Some portions of this description describe the embodiments in terms of algorithms and symbolic representations of operations on information. These algorithmic descriptions and representations are commonly used by those skilled in the data processing arts to convey the substance of their work effectively to others skilled in the art. These operations, while described functionally, computationally, or logically, are understood to be implemented by computer programs or equivalent electrical circuits, microcode, or the like. Furthermore, it has also proven convenient at times, to refer to these arrangements of operations as modules, without loss of generality. The described operations and their associated modules may be embodied in software, firmware, hardware, or any combinations thereof.

Any of the steps, operations, or processes described herein may be performed or implemented with one or more hardware or software modules, alone or in combination with other devices. In one embodiment, a software module is implemented with a computer program product comprising a computer-readable medium containing computer program code, which can be executed by a computer processor for performing any or all of the steps, operations, or processes described.

Embodiments also may relate to an apparatus for performing the operations herein. This apparatus may be specially constructed for the required purposes, and/or it may comprise a computing device selectively activated or reconfigured by a computer program stored in the computer. Such a computer program may be stored in a non-transitory, tangible computer readable storage medium, or any type of media suitable for storing electronic instructions, which may be coupled to a computer system bus. Furthermore, any computing systems referred to in the specification may include a single processor or may be architectures employing multiple processor designs for increased computing capability.

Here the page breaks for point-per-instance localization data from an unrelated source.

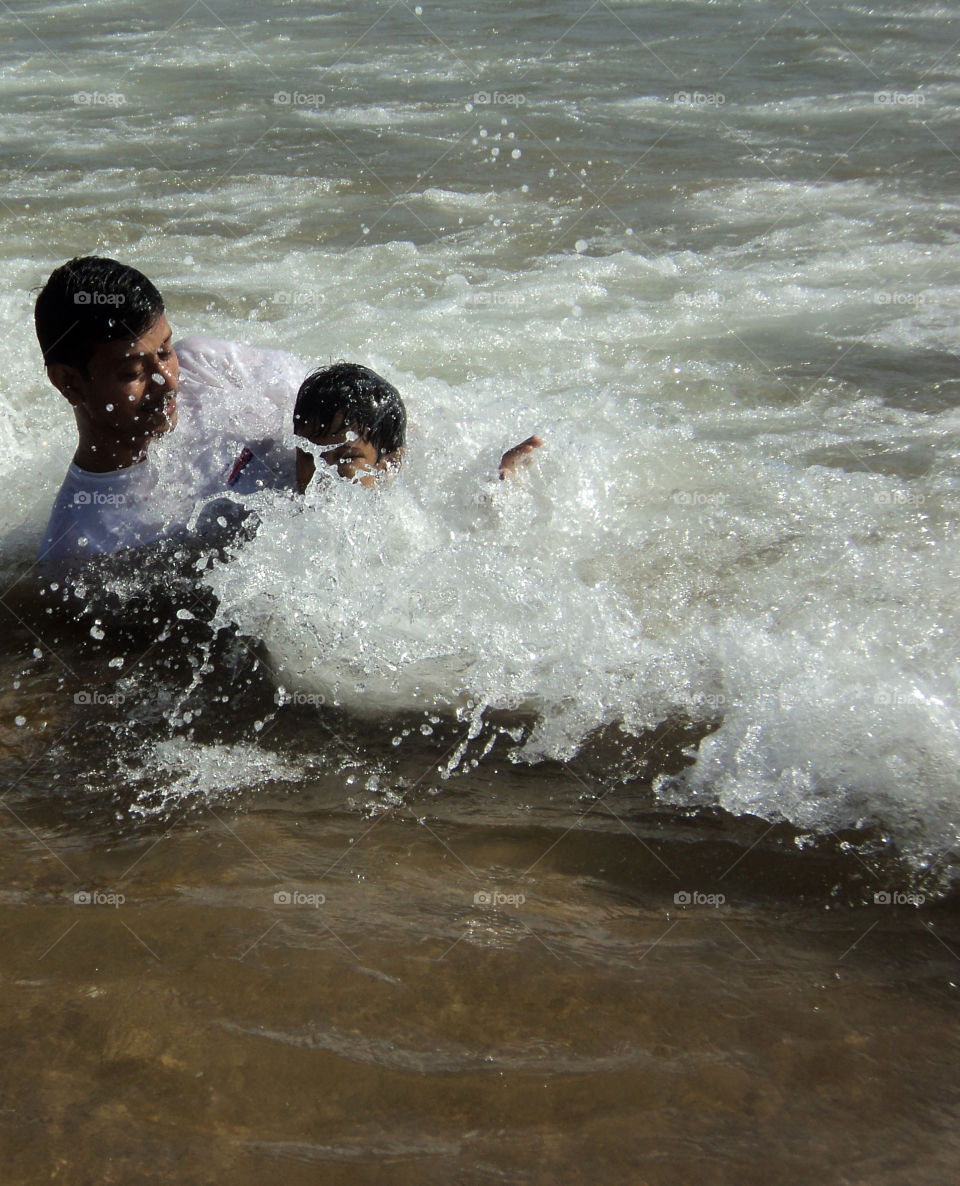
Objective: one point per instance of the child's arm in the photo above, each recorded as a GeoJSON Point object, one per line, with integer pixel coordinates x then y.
{"type": "Point", "coordinates": [517, 454]}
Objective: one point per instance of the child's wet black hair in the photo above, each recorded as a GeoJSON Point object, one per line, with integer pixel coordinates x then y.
{"type": "Point", "coordinates": [90, 300]}
{"type": "Point", "coordinates": [372, 407]}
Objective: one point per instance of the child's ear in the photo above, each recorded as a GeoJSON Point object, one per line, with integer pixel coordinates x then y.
{"type": "Point", "coordinates": [67, 381]}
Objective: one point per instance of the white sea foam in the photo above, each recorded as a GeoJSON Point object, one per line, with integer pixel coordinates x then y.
{"type": "Point", "coordinates": [746, 507]}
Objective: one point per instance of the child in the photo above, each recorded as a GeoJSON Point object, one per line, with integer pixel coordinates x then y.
{"type": "Point", "coordinates": [358, 423]}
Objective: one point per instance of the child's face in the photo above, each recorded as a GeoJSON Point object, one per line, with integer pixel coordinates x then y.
{"type": "Point", "coordinates": [351, 456]}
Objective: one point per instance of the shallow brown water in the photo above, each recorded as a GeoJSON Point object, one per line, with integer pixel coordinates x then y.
{"type": "Point", "coordinates": [294, 951]}
{"type": "Point", "coordinates": [203, 1031]}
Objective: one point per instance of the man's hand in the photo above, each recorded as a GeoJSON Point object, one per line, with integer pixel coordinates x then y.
{"type": "Point", "coordinates": [517, 454]}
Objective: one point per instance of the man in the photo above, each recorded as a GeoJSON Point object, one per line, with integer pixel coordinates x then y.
{"type": "Point", "coordinates": [107, 346]}
{"type": "Point", "coordinates": [108, 350]}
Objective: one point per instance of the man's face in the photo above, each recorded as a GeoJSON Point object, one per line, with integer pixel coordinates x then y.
{"type": "Point", "coordinates": [129, 387]}
{"type": "Point", "coordinates": [341, 448]}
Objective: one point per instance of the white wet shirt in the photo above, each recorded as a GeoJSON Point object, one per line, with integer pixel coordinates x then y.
{"type": "Point", "coordinates": [228, 395]}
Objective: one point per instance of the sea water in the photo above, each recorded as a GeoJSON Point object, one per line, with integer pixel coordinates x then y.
{"type": "Point", "coordinates": [595, 826]}
{"type": "Point", "coordinates": [707, 252]}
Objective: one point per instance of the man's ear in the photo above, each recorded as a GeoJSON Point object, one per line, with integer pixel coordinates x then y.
{"type": "Point", "coordinates": [67, 380]}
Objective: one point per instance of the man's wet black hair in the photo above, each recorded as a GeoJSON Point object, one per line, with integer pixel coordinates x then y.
{"type": "Point", "coordinates": [372, 407]}
{"type": "Point", "coordinates": [90, 300]}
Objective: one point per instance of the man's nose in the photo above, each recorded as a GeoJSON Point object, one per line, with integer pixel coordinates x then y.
{"type": "Point", "coordinates": [163, 376]}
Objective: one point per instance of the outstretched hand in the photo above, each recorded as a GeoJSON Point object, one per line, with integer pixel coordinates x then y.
{"type": "Point", "coordinates": [517, 456]}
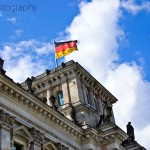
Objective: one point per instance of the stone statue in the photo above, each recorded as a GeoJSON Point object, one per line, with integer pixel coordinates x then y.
{"type": "Point", "coordinates": [53, 101]}
{"type": "Point", "coordinates": [29, 85]}
{"type": "Point", "coordinates": [107, 113]}
{"type": "Point", "coordinates": [31, 146]}
{"type": "Point", "coordinates": [130, 132]}
{"type": "Point", "coordinates": [2, 71]}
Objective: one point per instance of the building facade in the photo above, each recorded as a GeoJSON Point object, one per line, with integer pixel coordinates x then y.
{"type": "Point", "coordinates": [65, 108]}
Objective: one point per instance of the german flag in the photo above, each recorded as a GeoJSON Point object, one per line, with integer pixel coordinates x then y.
{"type": "Point", "coordinates": [65, 48]}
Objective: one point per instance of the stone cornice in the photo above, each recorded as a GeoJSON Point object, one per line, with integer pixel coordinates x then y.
{"type": "Point", "coordinates": [56, 76]}
{"type": "Point", "coordinates": [6, 120]}
{"type": "Point", "coordinates": [102, 137]}
{"type": "Point", "coordinates": [30, 101]}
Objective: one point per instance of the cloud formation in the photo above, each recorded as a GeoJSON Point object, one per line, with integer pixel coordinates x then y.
{"type": "Point", "coordinates": [131, 6]}
{"type": "Point", "coordinates": [97, 29]}
{"type": "Point", "coordinates": [20, 64]}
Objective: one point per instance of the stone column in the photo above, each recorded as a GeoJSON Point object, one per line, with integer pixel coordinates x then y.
{"type": "Point", "coordinates": [48, 96]}
{"type": "Point", "coordinates": [38, 139]}
{"type": "Point", "coordinates": [66, 92]}
{"type": "Point", "coordinates": [6, 128]}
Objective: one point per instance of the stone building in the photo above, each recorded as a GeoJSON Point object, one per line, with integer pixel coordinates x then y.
{"type": "Point", "coordinates": [65, 108]}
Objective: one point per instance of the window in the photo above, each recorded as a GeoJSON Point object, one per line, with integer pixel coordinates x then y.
{"type": "Point", "coordinates": [17, 147]}
{"type": "Point", "coordinates": [60, 98]}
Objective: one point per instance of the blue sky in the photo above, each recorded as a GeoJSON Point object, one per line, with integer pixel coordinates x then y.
{"type": "Point", "coordinates": [113, 46]}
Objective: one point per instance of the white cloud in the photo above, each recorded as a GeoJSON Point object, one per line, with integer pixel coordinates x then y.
{"type": "Point", "coordinates": [134, 8]}
{"type": "Point", "coordinates": [97, 29]}
{"type": "Point", "coordinates": [12, 20]}
{"type": "Point", "coordinates": [18, 32]}
{"type": "Point", "coordinates": [20, 64]}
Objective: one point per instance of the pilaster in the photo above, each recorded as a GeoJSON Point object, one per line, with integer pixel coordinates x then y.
{"type": "Point", "coordinates": [6, 126]}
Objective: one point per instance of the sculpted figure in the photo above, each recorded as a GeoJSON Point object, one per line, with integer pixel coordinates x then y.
{"type": "Point", "coordinates": [130, 132]}
{"type": "Point", "coordinates": [29, 85]}
{"type": "Point", "coordinates": [53, 101]}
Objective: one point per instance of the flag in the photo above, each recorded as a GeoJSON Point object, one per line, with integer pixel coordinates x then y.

Embodiments also may relate to a product that is produced by a computing process described herein. Such a product may comprise information resulting from a computing process, where the information is stored on a non-transitory, tangible computer readable storage medium and may include any embodiment of a computer program product or other data combination described herein.

Finally, the language used in the specification has been principally selected for readability and instructional purposes, and it may not have been selected to delineate or circumscribe the inventive subject matter. It is therefore intended that the scope of the patent rights be limited not by this detailed description, but rather by any claims that issue on an application based hereon. Accordingly, the disclosure of the embodiments is intended to be illustrative, but not limiting, of the scope of the patent rights, which is set forth in the following claims.

Claims

1. A method comprising:

receiving first video content captured by a first camera associated with a communication device, the first video content comprises video indicia associated with a view of a scene that a user views while looking at an environment associated with the scene;

receiving second video content captured by a second camera associated with the communication device, the second video content comprises video data indicating at least the user, wherein the first video content and the second video content are captured simultaneously by the first camera and the second camera; and

configuring the first video content captured by the first camera and the second video content captured by the second camera to be presented to one or more display devices of one or more communication devices of one or more users.

2. The method of claim 1, wherein configuring comprises presenting the first video content and the second video content simultaneously to the one or more display devices.

3. The method of claim 1, wherein configuring comprises providing one or more control options to the one or more display devices enabling the one or more users to select a manner in which the first video content and the second video content is to be displayed via the one or more display devices.